The road not taken

The Road Not Taken (Poem by Robert Frost, 1916) It's a fairly well-known and beloved poem, which comes to mind each year as we begin the Book of Bamidbar and with Shavuot coming up fast. And Yom Yerushalayim gets into the thought process, as well.

The poem doesn't match the issue at hand perfectly, but it is a pretty good focus of the issue. Remember that having left Egypt and gathered at Har Sinai to receive the Torah, our next destination was supposed to be Eretz Yisrael. Even before the Sin of the Spies resulted in close to a 40 year delay in our entering the Land, we seemed to have stalled from moving on from Har Sinai. We received the Torah towards the beginning of Sivan and did not leave Sinai until the 20th of Iyar of the following year. That's almost a full year staying put at Mt. Sinai. One can say that we stayed there because the Cloud didn't lift in all that time, but that was so probably because we weren't ready to move away to the place of Divine Revelation – Har Sinai.

The Book of Bamidbar represents – in the Frost poem analogy – the path through the Midbar and the long time we spent wandering there. The fact is, there are good things to say about the maturing of the new generation in the Midbar, as well as negative things dealing with the many times we complained and the various experiences that 'angered' G-d. Shavuot represents the other path. Shavuot is Z'man Matan Torateinu – the time of the Giving of the Torah, but it is also that which celebrates and represents our entry into the Land of Israel and the building of the Beit HaMikdash.

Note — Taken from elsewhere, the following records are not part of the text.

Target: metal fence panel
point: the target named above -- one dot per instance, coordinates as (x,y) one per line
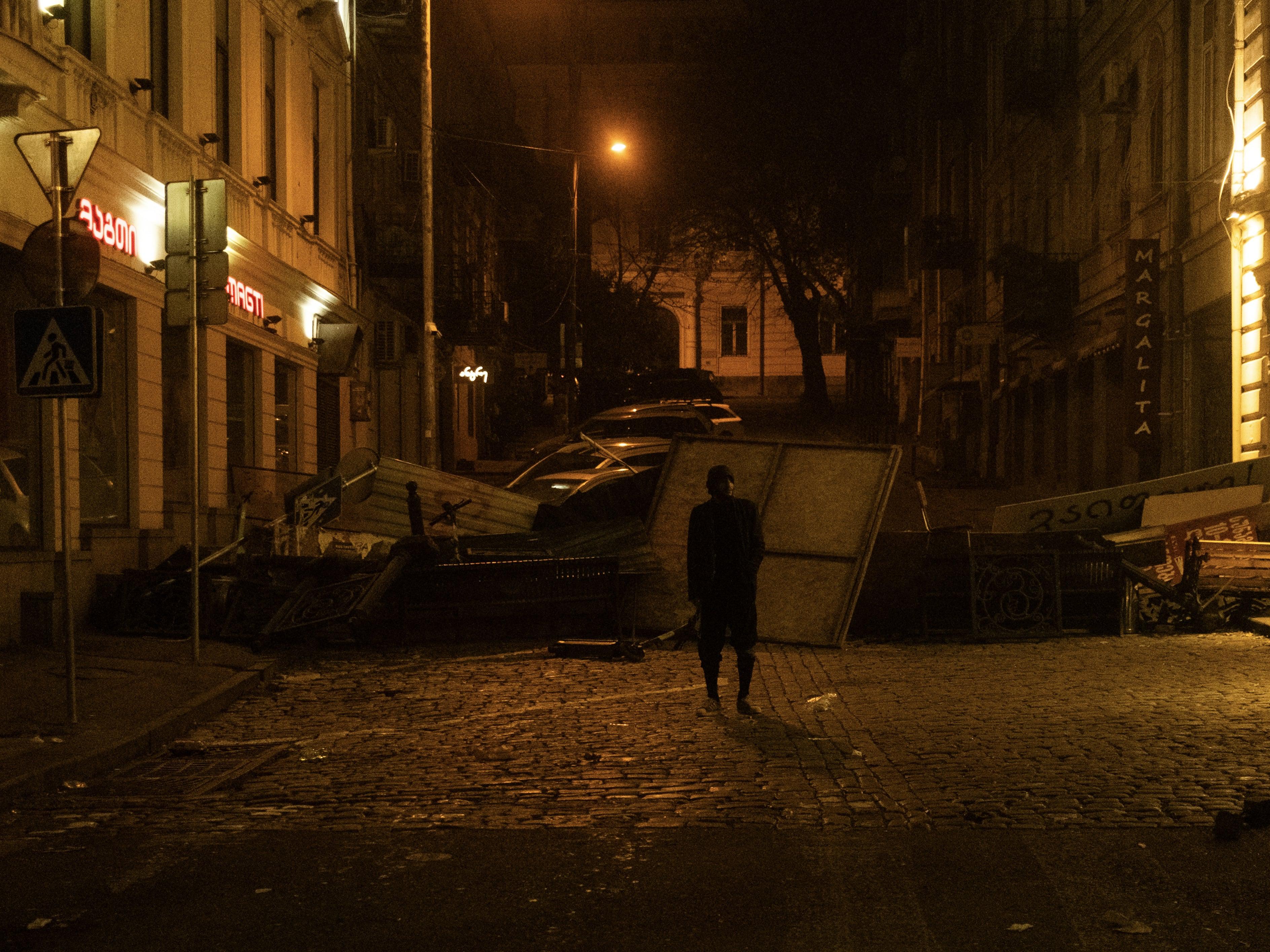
(821,506)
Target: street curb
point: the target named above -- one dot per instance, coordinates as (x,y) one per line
(148,739)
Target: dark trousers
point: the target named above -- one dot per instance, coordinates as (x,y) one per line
(726,614)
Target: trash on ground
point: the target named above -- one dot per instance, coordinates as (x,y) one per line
(1257,813)
(1227,826)
(1124,923)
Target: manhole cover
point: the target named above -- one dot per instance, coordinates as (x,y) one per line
(188,775)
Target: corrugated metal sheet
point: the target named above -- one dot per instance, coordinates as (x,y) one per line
(821,506)
(492,511)
(624,540)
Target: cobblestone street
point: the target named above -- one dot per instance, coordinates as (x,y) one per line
(1079,733)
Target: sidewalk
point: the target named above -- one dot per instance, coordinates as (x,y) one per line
(135,695)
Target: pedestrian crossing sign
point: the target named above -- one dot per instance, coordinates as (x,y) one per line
(58,352)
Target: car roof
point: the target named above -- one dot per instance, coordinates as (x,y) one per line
(619,413)
(618,446)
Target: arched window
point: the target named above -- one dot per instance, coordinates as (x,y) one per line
(1157,141)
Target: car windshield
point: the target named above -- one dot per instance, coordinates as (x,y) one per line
(644,427)
(564,461)
(716,413)
(549,490)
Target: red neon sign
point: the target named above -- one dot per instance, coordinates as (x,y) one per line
(108,230)
(246,296)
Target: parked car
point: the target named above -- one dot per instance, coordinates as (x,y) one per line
(580,467)
(726,422)
(634,422)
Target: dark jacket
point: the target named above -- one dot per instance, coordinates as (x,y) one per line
(726,547)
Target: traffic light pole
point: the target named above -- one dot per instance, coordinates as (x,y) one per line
(59,180)
(195,231)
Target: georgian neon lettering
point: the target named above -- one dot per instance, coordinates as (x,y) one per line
(107,229)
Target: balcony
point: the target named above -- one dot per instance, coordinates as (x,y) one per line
(1039,293)
(1041,63)
(943,244)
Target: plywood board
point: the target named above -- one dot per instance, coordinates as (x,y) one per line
(1119,508)
(1183,507)
(820,506)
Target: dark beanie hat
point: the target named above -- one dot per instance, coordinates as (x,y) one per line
(717,474)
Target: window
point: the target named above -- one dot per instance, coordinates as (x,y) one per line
(329,439)
(834,332)
(79,26)
(736,333)
(223,80)
(285,417)
(239,406)
(103,429)
(177,418)
(317,145)
(411,167)
(1157,141)
(21,498)
(271,113)
(1212,92)
(159,56)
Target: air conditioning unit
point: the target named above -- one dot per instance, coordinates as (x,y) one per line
(388,343)
(385,132)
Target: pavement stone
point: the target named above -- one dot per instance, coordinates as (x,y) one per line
(1075,733)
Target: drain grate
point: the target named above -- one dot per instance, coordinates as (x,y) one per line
(188,775)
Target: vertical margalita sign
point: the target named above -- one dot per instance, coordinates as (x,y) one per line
(1144,344)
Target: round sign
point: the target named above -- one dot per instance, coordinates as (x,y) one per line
(82,262)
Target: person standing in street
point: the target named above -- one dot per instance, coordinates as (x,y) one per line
(726,549)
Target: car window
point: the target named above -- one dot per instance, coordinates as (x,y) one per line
(663,427)
(564,461)
(549,490)
(646,460)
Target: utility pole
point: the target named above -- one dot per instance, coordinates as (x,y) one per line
(59,145)
(571,328)
(195,231)
(431,455)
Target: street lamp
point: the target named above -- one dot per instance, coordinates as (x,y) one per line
(570,358)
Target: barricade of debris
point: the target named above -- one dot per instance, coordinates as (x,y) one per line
(1182,553)
(379,545)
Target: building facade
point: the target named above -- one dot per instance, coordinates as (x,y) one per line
(1050,141)
(253,92)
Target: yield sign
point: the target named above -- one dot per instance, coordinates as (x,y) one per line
(40,150)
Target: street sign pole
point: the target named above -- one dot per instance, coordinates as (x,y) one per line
(59,170)
(195,231)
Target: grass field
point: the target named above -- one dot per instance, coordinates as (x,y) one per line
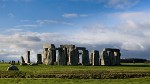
(46,68)
(76,81)
(141,67)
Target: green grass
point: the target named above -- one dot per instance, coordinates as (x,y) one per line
(76,81)
(46,68)
(141,67)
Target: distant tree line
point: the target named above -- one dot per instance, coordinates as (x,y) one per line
(133,60)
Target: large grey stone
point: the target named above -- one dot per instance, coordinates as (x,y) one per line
(27,56)
(22,62)
(39,59)
(12,67)
(62,56)
(73,57)
(85,58)
(95,60)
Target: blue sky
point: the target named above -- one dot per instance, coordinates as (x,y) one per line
(95,24)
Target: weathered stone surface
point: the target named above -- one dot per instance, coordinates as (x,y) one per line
(95,61)
(110,56)
(33,64)
(12,67)
(27,56)
(105,60)
(22,62)
(39,59)
(62,56)
(68,48)
(85,58)
(45,52)
(73,57)
(49,54)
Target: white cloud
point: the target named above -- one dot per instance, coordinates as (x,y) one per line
(117,4)
(42,22)
(121,4)
(11,15)
(73,15)
(23,26)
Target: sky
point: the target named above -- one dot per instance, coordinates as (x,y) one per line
(94,24)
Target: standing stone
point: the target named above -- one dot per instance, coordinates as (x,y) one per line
(85,58)
(105,60)
(73,57)
(112,58)
(95,58)
(12,67)
(45,52)
(49,54)
(28,57)
(22,62)
(39,59)
(118,58)
(62,56)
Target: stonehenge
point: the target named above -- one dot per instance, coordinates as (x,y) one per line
(110,56)
(27,56)
(72,55)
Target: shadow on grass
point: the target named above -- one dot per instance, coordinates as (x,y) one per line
(135,65)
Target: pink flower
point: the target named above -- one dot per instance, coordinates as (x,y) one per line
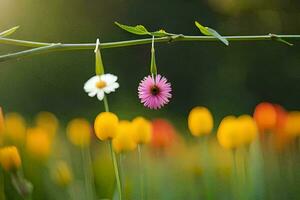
(154,91)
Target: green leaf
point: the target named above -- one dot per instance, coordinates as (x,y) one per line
(9,31)
(211,32)
(160,33)
(138,29)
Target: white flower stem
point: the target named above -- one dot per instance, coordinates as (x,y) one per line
(115,165)
(88,174)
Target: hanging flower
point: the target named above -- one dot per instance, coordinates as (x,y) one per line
(98,85)
(154,91)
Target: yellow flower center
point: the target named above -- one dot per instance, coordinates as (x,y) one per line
(101,84)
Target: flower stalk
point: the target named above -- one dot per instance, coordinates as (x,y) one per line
(139,147)
(44,47)
(113,155)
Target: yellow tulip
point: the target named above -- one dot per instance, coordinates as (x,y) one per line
(1,126)
(38,144)
(292,125)
(47,121)
(62,174)
(10,158)
(200,121)
(247,128)
(142,130)
(228,134)
(234,132)
(106,124)
(15,127)
(79,132)
(124,141)
(1,121)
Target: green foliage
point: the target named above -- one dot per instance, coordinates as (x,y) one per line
(138,29)
(211,32)
(142,30)
(9,31)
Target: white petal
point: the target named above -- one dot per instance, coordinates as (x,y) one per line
(92,93)
(111,88)
(91,84)
(100,95)
(109,78)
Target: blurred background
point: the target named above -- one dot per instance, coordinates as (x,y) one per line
(228,80)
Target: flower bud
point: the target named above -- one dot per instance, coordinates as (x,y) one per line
(124,141)
(62,174)
(38,144)
(164,133)
(228,133)
(48,122)
(292,124)
(15,127)
(106,124)
(200,121)
(265,116)
(10,159)
(142,130)
(79,132)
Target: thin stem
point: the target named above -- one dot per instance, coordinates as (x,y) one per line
(106,107)
(87,173)
(2,192)
(115,165)
(89,46)
(141,171)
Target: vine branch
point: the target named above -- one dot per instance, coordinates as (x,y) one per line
(43,47)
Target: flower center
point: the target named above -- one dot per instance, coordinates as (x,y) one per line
(154,90)
(101,84)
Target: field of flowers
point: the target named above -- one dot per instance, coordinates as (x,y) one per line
(81,147)
(243,157)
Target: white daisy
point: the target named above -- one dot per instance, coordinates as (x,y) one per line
(98,85)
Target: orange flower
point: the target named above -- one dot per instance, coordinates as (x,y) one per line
(106,124)
(164,133)
(79,132)
(142,130)
(124,141)
(1,121)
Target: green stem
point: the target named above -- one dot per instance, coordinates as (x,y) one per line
(141,171)
(106,107)
(2,192)
(116,169)
(113,155)
(85,153)
(88,46)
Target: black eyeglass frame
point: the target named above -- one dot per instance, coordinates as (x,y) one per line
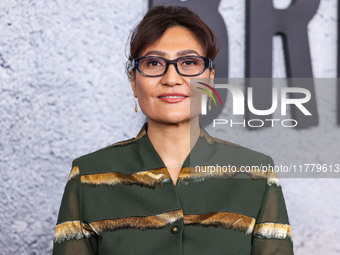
(135,64)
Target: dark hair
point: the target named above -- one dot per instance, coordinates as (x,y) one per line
(158,19)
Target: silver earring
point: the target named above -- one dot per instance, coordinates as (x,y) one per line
(136,109)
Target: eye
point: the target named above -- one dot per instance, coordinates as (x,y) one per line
(189,61)
(153,62)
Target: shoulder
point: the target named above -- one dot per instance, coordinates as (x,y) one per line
(236,151)
(108,158)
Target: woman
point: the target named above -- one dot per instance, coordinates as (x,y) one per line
(140,196)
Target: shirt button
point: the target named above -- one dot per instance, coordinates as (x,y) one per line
(174,229)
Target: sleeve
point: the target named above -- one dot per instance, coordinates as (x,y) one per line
(72,235)
(272,233)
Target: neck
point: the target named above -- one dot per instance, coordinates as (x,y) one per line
(173,142)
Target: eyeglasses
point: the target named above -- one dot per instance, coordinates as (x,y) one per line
(154,66)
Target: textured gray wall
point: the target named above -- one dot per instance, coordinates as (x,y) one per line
(64,93)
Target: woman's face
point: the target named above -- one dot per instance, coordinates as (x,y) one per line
(176,41)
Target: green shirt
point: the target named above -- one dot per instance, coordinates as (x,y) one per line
(121,200)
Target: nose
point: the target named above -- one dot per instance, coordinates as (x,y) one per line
(171,77)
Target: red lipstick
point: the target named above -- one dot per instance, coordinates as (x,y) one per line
(172,97)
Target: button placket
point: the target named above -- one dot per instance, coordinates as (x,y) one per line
(175,229)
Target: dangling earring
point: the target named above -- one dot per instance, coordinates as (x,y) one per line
(136,109)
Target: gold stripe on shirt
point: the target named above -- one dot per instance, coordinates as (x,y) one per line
(74,172)
(272,230)
(227,220)
(138,222)
(71,230)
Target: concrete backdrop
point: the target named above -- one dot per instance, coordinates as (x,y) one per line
(64,93)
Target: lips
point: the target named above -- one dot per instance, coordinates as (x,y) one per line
(172,95)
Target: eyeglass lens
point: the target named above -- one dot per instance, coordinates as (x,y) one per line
(187,65)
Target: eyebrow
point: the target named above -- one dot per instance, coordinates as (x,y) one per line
(163,53)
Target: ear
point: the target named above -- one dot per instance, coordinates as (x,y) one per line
(133,83)
(212,76)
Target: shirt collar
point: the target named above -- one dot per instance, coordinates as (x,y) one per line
(148,152)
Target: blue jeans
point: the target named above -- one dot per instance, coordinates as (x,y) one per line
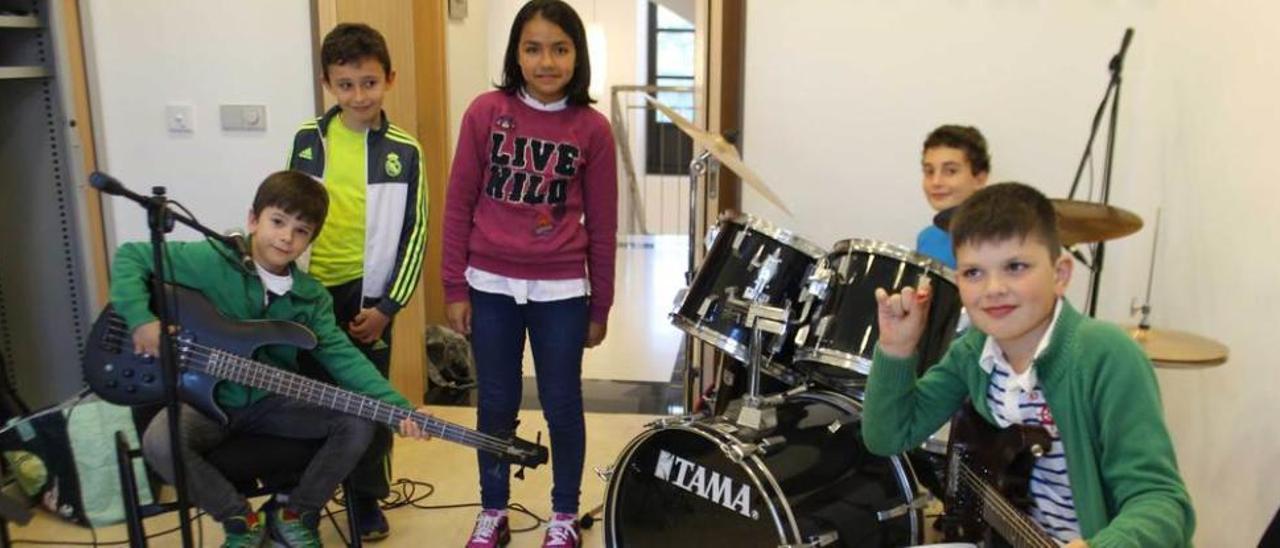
(557,332)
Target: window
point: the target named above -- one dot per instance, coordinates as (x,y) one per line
(671,63)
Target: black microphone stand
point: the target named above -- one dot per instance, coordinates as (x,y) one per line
(1112,96)
(160,222)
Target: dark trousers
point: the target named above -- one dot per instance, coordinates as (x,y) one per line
(344,439)
(557,332)
(371,475)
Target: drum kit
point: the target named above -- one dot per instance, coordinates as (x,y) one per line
(780,461)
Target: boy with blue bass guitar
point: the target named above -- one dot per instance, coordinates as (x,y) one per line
(264,396)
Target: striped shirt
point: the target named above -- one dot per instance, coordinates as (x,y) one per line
(1018,398)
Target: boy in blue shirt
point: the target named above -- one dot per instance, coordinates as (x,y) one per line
(955,164)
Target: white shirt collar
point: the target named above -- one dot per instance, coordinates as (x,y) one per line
(274,283)
(544,106)
(992,355)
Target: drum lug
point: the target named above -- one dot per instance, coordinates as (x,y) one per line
(680,297)
(824,539)
(604,474)
(818,284)
(768,268)
(919,502)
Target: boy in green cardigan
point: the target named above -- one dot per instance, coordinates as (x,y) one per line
(1110,478)
(288,211)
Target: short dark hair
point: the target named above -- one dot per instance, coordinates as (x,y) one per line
(963,137)
(1006,210)
(297,193)
(562,16)
(352,42)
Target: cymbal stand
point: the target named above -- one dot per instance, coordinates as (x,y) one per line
(1112,87)
(702,165)
(1144,309)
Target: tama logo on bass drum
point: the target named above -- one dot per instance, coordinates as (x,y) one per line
(704,483)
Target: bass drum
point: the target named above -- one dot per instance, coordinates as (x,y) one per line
(807,482)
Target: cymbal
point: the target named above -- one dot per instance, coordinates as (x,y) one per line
(1178,350)
(722,151)
(1080,222)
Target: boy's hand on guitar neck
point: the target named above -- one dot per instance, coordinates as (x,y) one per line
(368,325)
(146,339)
(901,318)
(411,429)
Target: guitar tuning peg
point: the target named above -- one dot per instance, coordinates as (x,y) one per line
(520,474)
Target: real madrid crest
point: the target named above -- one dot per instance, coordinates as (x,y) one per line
(392,164)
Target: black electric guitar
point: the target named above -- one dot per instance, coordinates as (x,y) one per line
(988,479)
(211,348)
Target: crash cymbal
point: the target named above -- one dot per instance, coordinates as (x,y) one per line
(1087,222)
(722,151)
(1178,350)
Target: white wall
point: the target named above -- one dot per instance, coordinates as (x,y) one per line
(150,53)
(840,96)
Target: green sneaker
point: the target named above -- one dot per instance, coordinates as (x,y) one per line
(293,529)
(245,531)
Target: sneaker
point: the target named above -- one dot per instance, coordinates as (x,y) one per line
(245,531)
(293,529)
(490,530)
(370,520)
(562,531)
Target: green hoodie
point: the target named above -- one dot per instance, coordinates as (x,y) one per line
(238,295)
(1102,392)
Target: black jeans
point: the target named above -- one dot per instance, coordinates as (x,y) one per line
(346,438)
(371,475)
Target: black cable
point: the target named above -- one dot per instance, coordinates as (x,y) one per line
(96,543)
(405,493)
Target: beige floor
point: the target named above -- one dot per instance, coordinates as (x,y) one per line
(641,343)
(448,466)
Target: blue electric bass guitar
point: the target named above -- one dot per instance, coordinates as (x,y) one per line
(211,348)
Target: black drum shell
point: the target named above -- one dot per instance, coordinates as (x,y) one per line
(821,479)
(840,336)
(728,265)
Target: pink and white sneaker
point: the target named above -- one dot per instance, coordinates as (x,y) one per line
(490,530)
(562,531)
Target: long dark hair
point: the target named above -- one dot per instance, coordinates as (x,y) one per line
(563,17)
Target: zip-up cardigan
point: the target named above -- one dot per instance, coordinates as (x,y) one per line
(394,205)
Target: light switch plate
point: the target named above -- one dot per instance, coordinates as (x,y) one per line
(243,117)
(179,118)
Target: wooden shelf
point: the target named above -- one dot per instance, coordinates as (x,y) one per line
(19,22)
(23,72)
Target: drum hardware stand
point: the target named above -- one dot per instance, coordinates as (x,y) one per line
(755,414)
(1144,309)
(702,165)
(1116,65)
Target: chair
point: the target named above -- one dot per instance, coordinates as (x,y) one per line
(256,465)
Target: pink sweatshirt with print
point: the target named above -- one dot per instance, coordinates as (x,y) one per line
(533,195)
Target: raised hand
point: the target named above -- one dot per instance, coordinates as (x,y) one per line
(901,318)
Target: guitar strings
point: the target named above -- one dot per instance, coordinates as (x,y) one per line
(437,427)
(1016,520)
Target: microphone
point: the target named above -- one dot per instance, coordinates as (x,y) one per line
(240,242)
(106,183)
(1124,48)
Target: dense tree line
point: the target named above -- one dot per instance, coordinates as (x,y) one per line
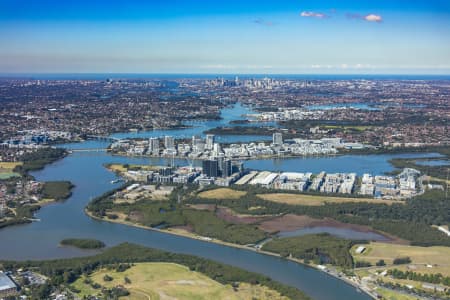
(320,248)
(66,271)
(169,214)
(83,243)
(411,221)
(437,278)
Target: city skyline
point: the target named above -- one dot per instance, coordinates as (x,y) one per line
(286,37)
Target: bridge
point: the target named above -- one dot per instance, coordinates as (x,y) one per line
(89,150)
(102,138)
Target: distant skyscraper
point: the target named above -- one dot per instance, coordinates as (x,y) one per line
(216,149)
(210,167)
(277,138)
(153,146)
(169,142)
(209,141)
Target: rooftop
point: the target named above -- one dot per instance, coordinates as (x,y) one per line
(6,282)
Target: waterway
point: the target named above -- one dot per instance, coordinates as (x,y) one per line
(228,114)
(39,240)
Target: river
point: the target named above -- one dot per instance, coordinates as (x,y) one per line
(39,240)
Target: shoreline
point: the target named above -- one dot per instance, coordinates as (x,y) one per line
(243,247)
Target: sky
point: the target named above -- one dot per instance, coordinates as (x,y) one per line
(230,37)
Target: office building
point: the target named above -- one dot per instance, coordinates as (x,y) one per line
(210,168)
(225,167)
(7,286)
(277,138)
(169,142)
(209,141)
(153,146)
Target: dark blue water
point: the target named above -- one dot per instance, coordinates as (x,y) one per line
(433,163)
(228,114)
(39,240)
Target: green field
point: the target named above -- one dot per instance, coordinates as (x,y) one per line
(56,190)
(170,281)
(6,169)
(222,193)
(313,200)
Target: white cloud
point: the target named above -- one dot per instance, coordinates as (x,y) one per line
(313,14)
(373,18)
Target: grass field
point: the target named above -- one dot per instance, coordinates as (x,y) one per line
(391,295)
(6,169)
(438,257)
(222,193)
(312,200)
(171,281)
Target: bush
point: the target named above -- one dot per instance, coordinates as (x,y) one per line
(402,260)
(380,263)
(107,278)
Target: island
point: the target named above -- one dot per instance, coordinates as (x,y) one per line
(83,243)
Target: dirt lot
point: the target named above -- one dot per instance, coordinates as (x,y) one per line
(312,200)
(291,222)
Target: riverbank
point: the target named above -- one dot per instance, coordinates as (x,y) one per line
(187,234)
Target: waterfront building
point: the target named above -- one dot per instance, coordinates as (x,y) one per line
(277,138)
(7,286)
(210,168)
(209,141)
(153,146)
(225,167)
(169,142)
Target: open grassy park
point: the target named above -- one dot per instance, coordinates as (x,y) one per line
(436,257)
(222,193)
(313,200)
(6,169)
(170,281)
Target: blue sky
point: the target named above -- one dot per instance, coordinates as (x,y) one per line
(175,36)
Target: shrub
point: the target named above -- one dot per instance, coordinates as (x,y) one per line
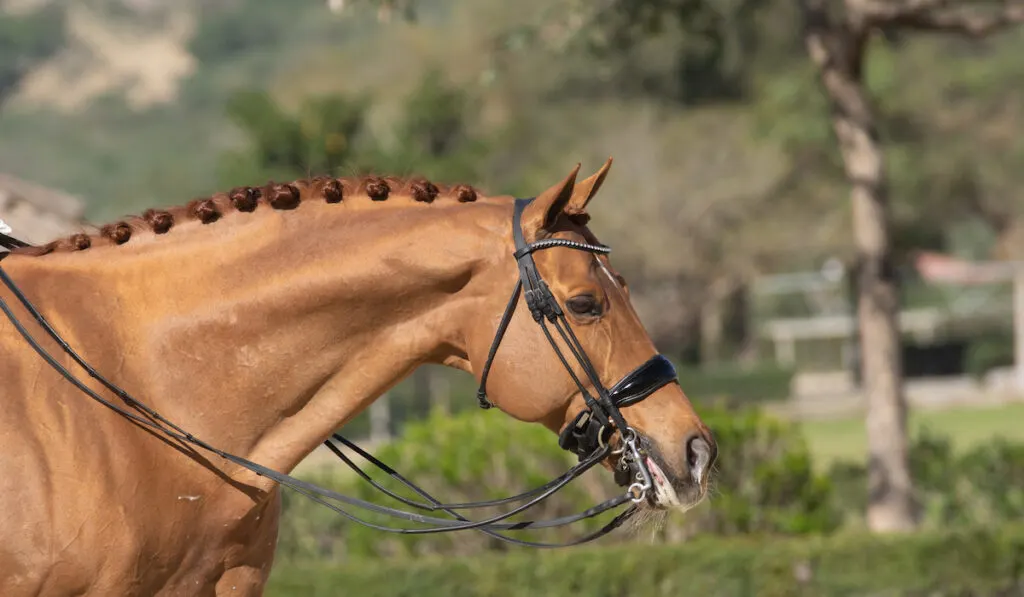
(765,483)
(971,563)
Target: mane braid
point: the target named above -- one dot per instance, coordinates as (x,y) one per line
(276,196)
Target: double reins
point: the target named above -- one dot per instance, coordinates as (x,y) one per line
(587,436)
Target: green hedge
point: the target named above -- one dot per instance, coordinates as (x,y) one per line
(973,563)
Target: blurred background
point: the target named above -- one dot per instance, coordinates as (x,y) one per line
(817,205)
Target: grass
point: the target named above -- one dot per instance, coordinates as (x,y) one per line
(845,438)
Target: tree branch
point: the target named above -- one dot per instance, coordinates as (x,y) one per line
(969,18)
(965,20)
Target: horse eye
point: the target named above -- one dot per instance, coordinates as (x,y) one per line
(585,304)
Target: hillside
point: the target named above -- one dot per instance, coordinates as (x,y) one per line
(130,112)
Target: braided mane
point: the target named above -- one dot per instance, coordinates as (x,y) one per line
(274,196)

Shavuot's name of Yom HaBikurim, gives us a glimpse at what is down (or up) this other path. The counting of the Omer culminates (or should culminate) with the bringing of the MINCHA CHADASHA LASHEM, the Two Loaves offering on Shavuot… IN THE BEIT HAMIKDASH. Again, the Torah reading of Parshat Bamidbar gives us a glimpse of continued exile and the development of a Jewish society based on the Torah… but not in Eretz Yisrael. Shavuot shows us the other path, that leads towards Eretz Yisrael… faster and surer. Which path was the best for Bnei Yisrael to have taken back then? Not really the issue. They did what they did. But we are also standing before two different paths. And we glimpse a bit down each path. And we must make our own decision – to live and grow in Torah in Eretz Yisrael. What we decide will make all the difference. Let us bring the Geula closer and closer.